On s’était rencontrés à l’école élémentaire. Quatre gosses baujus, tous nés à la maternité de Chambéry la même année, 1983. Nos mères ont gardé précieusement les photos de classe depuis la maternelle. Enfin, sauf la mère de Pauline. Elle, on s’est toujours demandé pourquoi elle avait fait quatre gosses, vu qu’elle ne s’en ai jamais occupé correctement. Elle disait « la meute » en parlant de nous.
On était donc quatre, Christophe, Pauline et moi, Carine. Au collège, Isabelle et Thierry, les jumeaux, ont rejoint le groupe. Et depuis la classe de sixième, on ne s’est plus quitté. Même les études et nos vies d’adulte, qui nous ont pourtant éparpillés géographiquement, ne nous ont pas séparés. On se débrouillait toujours pour se voir pendant les vacances. Le ciment du groupe c’était le sport, l’aventure. La rando, le ski, l’escalade, le canyoning. On était jeunes, rien n’était assez fou pour nous, les filles n’ayant rien à envier aux garçons.
En 2003, on est tous allés fêter nos vingt ans dans le bush australien. Mé-mo-rable ! Je crois que je peux dire au nom du groupe que nous avons eu trente années d’insouciance et de bonheur. Un peu moins pour Pauline, évidemment. Elle a quitté les Bauges aussitôt son bac en poche pour faire une école de journalisme à Lyon. Christophe l’a suivie. Il était amoureux d’elle depuis le début.
En 2013, on s’est tous rassemblés pour la naissance de Chloé, en janvier. Et en septembre. Pour son enterrement. Mort subite du nourrisson. Chloé a emporté avec elle nos années d’insouciance. Pauline s’est accrochée. A son chagrin. Puis à son boulot. On a bien failli perdre Christophe. Il se passait parfois des semaines sans qu’on ne puisse le voir. Mais on s’est tous rapprochés et on a tenu. Pas leur couple.
On a passé dix ans a essayé de soigner ce trauma. Chacun d’entre nous a mené sa vie, a rencontré l’amour, l’a perdu, et parfois retrouvé, a changé de travail, a déménagé, mais on se retrouvait toujours autour de notre passion commune et de nos passions particulières : Christophe adorait cuisiner, Stéphane bricoler. Isabelle était l’artiste du groupe, la photo, la poésie. Thierry savait jouer de plusieurs instruments, il accompagnait sa sœur quand elle chantait. Pauline était une organisatrice hors-pair, de voyages ou de fiestas. Quant à moi, j’étais fascinée par les étoiles. Je me déplaçais rarement sans mon télescope.

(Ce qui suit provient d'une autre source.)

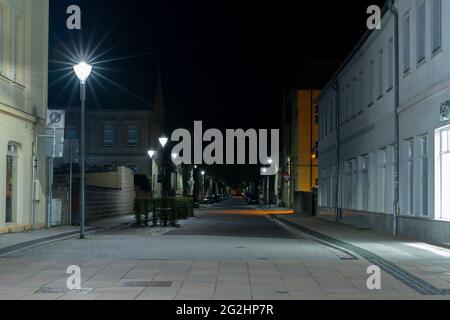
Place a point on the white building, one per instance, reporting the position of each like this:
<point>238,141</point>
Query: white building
<point>389,80</point>
<point>23,107</point>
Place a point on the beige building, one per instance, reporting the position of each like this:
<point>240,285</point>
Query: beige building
<point>299,166</point>
<point>23,108</point>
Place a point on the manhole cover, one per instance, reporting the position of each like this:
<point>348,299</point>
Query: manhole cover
<point>50,290</point>
<point>145,284</point>
<point>281,292</point>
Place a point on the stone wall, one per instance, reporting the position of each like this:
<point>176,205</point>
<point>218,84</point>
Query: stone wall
<point>100,201</point>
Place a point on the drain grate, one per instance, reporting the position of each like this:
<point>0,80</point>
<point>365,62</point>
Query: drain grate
<point>146,284</point>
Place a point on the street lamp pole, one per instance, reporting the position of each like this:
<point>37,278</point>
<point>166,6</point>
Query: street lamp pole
<point>203,184</point>
<point>82,70</point>
<point>163,141</point>
<point>151,154</point>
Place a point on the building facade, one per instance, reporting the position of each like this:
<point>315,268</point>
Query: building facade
<point>299,162</point>
<point>383,150</point>
<point>23,108</point>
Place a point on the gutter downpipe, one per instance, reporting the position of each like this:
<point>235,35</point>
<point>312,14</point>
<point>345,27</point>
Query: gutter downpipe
<point>396,211</point>
<point>336,196</point>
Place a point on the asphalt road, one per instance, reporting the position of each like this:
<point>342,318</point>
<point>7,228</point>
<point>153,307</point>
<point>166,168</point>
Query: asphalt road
<point>230,230</point>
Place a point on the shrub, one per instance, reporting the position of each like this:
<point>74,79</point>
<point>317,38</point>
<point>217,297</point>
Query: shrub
<point>180,208</point>
<point>137,211</point>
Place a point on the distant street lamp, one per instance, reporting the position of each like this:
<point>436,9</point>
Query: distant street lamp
<point>163,141</point>
<point>269,161</point>
<point>83,71</point>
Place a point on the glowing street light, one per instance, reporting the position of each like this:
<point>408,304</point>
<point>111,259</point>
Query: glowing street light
<point>163,141</point>
<point>82,71</point>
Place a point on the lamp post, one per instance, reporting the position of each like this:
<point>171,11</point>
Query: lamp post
<point>269,161</point>
<point>83,71</point>
<point>151,154</point>
<point>163,142</point>
<point>203,183</point>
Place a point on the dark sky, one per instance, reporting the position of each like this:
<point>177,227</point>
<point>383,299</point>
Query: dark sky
<point>223,62</point>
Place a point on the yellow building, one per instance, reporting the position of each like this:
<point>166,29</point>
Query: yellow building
<point>299,166</point>
<point>23,108</point>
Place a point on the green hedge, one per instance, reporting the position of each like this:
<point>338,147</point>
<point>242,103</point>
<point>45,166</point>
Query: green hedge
<point>181,208</point>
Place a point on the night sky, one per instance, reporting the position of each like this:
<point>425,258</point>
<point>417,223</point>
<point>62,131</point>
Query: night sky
<point>224,62</point>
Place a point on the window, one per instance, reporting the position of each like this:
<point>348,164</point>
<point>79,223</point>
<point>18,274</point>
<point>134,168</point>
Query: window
<point>71,133</point>
<point>381,181</point>
<point>443,143</point>
<point>133,136</point>
<point>361,91</point>
<point>391,63</point>
<point>380,73</point>
<point>18,47</point>
<point>371,81</point>
<point>354,97</point>
<point>421,31</point>
<point>436,25</point>
<point>109,135</point>
<point>11,183</point>
<point>348,201</point>
<point>365,182</point>
<point>423,175</point>
<point>354,183</point>
<point>409,204</point>
<point>406,43</point>
<point>331,115</point>
<point>3,39</point>
<point>134,167</point>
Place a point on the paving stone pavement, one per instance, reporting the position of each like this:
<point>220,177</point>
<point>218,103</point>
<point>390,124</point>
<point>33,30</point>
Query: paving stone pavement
<point>215,256</point>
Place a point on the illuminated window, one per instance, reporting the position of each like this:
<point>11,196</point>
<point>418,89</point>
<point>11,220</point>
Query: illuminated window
<point>12,156</point>
<point>18,51</point>
<point>109,135</point>
<point>443,173</point>
<point>380,73</point>
<point>133,136</point>
<point>406,43</point>
<point>423,175</point>
<point>421,31</point>
<point>391,64</point>
<point>436,25</point>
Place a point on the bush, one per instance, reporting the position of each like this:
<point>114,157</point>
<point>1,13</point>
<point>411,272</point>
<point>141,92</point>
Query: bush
<point>180,208</point>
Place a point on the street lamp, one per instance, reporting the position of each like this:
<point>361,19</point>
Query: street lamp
<point>83,71</point>
<point>163,142</point>
<point>203,183</point>
<point>269,161</point>
<point>151,154</point>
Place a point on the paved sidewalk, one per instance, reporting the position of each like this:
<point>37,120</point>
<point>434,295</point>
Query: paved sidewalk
<point>15,241</point>
<point>421,266</point>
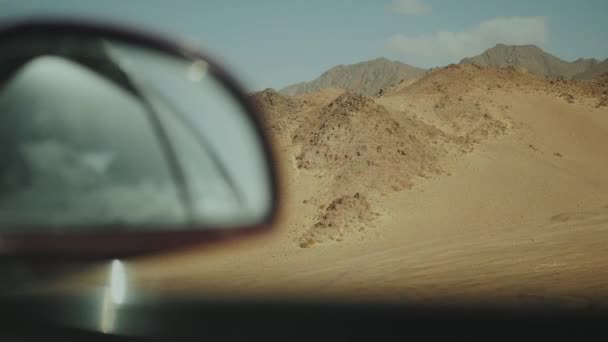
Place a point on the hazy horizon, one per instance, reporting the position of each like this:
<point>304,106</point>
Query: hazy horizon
<point>272,44</point>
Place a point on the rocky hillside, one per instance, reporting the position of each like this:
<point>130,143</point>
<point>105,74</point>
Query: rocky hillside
<point>533,59</point>
<point>365,78</point>
<point>595,71</point>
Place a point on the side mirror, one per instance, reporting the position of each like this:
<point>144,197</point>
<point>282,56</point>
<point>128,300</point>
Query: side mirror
<point>116,142</point>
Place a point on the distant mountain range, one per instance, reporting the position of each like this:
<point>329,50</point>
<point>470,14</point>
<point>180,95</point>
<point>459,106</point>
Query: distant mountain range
<point>369,77</point>
<point>365,78</point>
<point>533,59</point>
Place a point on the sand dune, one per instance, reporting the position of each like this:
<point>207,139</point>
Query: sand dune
<point>469,184</point>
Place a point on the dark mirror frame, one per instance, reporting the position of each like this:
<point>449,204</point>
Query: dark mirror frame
<point>96,246</point>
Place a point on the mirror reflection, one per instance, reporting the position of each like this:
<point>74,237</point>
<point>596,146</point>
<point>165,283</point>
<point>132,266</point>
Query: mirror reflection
<point>97,135</point>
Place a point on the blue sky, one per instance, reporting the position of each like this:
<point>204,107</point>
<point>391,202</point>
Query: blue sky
<point>272,43</point>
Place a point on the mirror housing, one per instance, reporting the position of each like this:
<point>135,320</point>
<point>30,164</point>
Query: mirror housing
<point>110,238</point>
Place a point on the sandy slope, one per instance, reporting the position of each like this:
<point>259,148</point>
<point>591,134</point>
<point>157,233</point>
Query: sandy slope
<point>509,202</point>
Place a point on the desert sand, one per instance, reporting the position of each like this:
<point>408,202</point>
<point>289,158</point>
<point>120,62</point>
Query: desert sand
<point>468,185</point>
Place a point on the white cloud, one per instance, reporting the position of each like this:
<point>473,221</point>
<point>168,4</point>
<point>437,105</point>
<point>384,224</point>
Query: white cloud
<point>410,7</point>
<point>450,46</point>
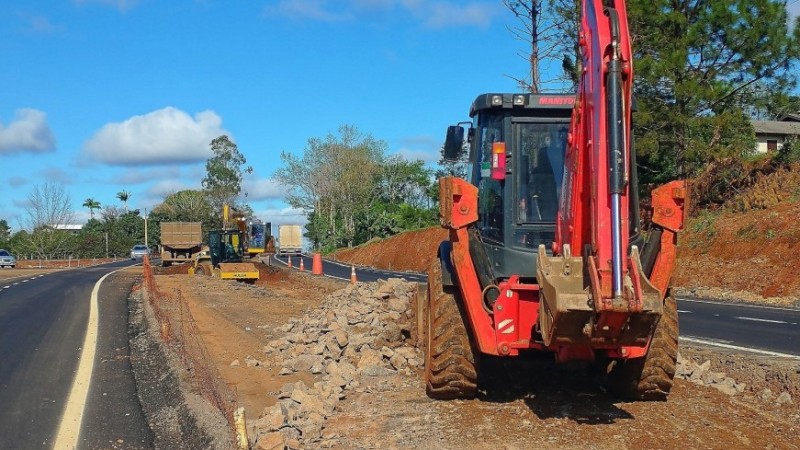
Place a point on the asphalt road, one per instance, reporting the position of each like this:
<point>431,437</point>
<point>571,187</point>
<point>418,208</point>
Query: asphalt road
<point>732,326</point>
<point>737,325</point>
<point>43,322</point>
<point>341,271</point>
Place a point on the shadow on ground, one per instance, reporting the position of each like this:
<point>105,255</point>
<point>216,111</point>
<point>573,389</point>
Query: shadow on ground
<point>550,390</point>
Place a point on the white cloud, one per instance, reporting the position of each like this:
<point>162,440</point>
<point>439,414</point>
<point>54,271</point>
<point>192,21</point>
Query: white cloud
<point>42,25</point>
<point>410,154</point>
<point>306,9</point>
<point>432,14</point>
<point>54,174</point>
<point>132,176</point>
<point>28,132</point>
<point>165,187</point>
<point>121,5</point>
<point>17,181</point>
<point>446,14</point>
<point>165,136</point>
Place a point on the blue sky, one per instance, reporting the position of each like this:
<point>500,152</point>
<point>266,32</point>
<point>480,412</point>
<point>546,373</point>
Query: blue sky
<point>110,95</point>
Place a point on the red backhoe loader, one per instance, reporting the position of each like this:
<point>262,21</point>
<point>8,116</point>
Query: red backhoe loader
<point>545,252</point>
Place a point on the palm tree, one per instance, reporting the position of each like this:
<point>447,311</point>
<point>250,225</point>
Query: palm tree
<point>123,196</point>
<point>92,204</point>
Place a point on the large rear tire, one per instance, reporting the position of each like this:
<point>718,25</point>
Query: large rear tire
<point>450,363</point>
<point>650,377</point>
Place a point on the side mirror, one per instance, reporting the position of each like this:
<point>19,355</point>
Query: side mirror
<point>454,143</point>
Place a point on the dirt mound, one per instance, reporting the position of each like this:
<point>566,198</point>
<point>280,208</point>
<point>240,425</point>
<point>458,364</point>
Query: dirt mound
<point>753,251</point>
<point>725,254</point>
<point>411,251</point>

A l’automne dernier, Pauline est partie en Slovénie pour préparer un reportage sur la cohabitation entre l’homme et le loup. Elle nous a envoyé via notre groupe Whatsapp des photos sublimes des forêts slovènes. Elle était enthousiaste, ça faisait plaisir à voir. Jusqu’au dernier message qu’on a reçu fin novembre. On ne savait pas si elle était rentrée en France ou pas. Christophe a fini par appeler son employeur à Paris. Il nous a appris qu’elle avait eu un accident sans gravité, qu’elle était rentrée prématurément et qu’elle avait aussitôt donné sa démission. Il avait tenté de la retenir mais elle était devenue impossible à joindre. J’ai d’abord cru à une blague jusqu’à ce que Christophe, à son tour, ne donne plus signe de vie. Son dernier message au groupe disait : « Pauline a besoin de calme et de repos, je vais m’occuper d’elle. »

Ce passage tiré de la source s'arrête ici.